Fork me on GitHub

Mean time to recovery

2009-12-02

Erlang comes from another culture in thinking about reliability and how to achieve it. Understanding the culture is important, since Erlang code does not become fault-tolerant by magic just because its Erlang.

A fundamental idea is that high uptime does not only come from a very long mean-time-between-failures, it also comes from a very short mean-time-to-recovery, if a failure happened.

One then realize that one need automatic restarts when a failure is detected. And one realize that at the first detection of something not being quite right then one should “crash” to cause a restart. The recovery needs to be optimized, and the possible information losses need to be minimal.

This strategy is followed by many successful softwares, such as journaling filesystems or transaction-logging databases. But overwhelmingly, software tends to only consider the mean-time-between-failure and send messages to the system log about error-indications then try to keep on running until it is not possible anymore. Typically requiring human monitoring the system and manually reboot.

Most of these strategies are in the form of libraries in Erlang. The part that is a language feature is that processes can “link” and “monitor” each other. The first one is a bi-directional contract that “if you crash, then I get your crash message, which if not trapped will crash me”, and the second is a “if you crash, i get a message about it”.

Linking and monitoring are the mechanisms that the libraries use to make sure that other processes have not crashed (yet). Processes are organized into “supervision” trees. If a worker process in the tree fails, the supervisor will attempt to restart it, or all workers at the same level of that branch in the tree. If that fails it will escalate up, etc. If the top level supervisor gives up the application crashes and the virtual machine quits, at which point the system operator should make the computer restart.

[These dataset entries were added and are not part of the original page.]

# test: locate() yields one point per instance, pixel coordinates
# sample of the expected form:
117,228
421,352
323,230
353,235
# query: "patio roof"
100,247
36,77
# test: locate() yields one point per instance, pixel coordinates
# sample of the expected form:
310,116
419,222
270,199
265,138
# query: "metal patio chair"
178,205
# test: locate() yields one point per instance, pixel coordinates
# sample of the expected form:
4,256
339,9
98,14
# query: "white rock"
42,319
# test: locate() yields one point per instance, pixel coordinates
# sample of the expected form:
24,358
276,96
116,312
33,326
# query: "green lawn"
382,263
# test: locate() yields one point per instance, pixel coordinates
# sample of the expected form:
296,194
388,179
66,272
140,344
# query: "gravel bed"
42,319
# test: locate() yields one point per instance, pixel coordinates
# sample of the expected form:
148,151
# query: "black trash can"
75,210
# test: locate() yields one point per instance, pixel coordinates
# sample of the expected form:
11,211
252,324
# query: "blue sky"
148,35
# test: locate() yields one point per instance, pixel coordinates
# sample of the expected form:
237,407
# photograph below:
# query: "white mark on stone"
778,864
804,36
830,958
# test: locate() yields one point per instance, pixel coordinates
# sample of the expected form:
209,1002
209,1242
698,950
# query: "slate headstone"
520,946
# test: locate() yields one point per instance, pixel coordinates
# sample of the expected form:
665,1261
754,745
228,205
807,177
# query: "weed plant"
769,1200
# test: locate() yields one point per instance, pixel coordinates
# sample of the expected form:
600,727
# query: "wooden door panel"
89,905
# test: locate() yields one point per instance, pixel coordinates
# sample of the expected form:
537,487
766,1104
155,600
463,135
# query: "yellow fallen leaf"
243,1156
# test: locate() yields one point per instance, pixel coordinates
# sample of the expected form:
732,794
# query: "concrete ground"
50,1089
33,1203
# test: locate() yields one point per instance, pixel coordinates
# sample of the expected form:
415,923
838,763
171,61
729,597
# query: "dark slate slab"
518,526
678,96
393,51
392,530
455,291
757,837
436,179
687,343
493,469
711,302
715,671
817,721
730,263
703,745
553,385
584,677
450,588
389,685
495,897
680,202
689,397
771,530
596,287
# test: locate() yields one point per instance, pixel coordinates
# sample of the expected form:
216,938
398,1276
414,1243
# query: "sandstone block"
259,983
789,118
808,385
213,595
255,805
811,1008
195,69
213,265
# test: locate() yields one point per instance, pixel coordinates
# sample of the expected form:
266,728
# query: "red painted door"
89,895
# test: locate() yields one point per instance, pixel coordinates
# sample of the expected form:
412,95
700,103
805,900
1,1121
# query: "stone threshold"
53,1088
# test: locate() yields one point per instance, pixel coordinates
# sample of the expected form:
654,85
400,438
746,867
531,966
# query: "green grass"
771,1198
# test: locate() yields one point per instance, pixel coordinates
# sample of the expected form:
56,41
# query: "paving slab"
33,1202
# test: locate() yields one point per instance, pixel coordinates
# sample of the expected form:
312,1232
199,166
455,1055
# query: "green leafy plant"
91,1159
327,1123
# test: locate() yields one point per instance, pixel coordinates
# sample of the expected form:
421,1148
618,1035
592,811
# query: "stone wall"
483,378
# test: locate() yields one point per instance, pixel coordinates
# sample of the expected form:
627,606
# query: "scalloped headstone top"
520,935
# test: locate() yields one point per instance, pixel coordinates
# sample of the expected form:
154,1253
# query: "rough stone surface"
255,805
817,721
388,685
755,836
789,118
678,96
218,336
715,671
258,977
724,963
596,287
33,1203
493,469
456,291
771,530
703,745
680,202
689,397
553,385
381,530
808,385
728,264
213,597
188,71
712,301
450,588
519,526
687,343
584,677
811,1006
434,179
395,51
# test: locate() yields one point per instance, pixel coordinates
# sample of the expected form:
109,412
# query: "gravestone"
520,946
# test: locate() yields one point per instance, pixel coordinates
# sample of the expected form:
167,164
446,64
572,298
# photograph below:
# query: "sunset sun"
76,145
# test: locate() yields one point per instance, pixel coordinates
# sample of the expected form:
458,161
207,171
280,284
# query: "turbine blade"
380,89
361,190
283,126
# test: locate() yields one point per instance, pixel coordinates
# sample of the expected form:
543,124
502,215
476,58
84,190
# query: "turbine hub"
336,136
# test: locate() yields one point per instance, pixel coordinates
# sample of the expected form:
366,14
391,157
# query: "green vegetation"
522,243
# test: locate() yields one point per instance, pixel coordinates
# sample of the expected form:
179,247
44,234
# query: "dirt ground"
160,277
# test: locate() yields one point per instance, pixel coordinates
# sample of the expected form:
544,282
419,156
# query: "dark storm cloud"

The complete isolation between process heaps is another reason Erlang fares well. With few exceptions, it is not possible to “share values” between processes. This means that all processes are very self-contained and are often not affected by another process crashing. This property also holds between nodes in an Erlang cluster, so it is low-risk to handle a node failing out of the cluster. Replicate and send out change events rather than have a single point of failure.

The philosophies adopted by Erlang has many names, “fail fast”, “crash-only system”, “recovery oriented programming”, “expose errors”, “micro-restarts”, “replication”, …

Cited from my post at stackoverflow.com that became a bit of a rant. He did after all ask about scalability and not fault-tolerance.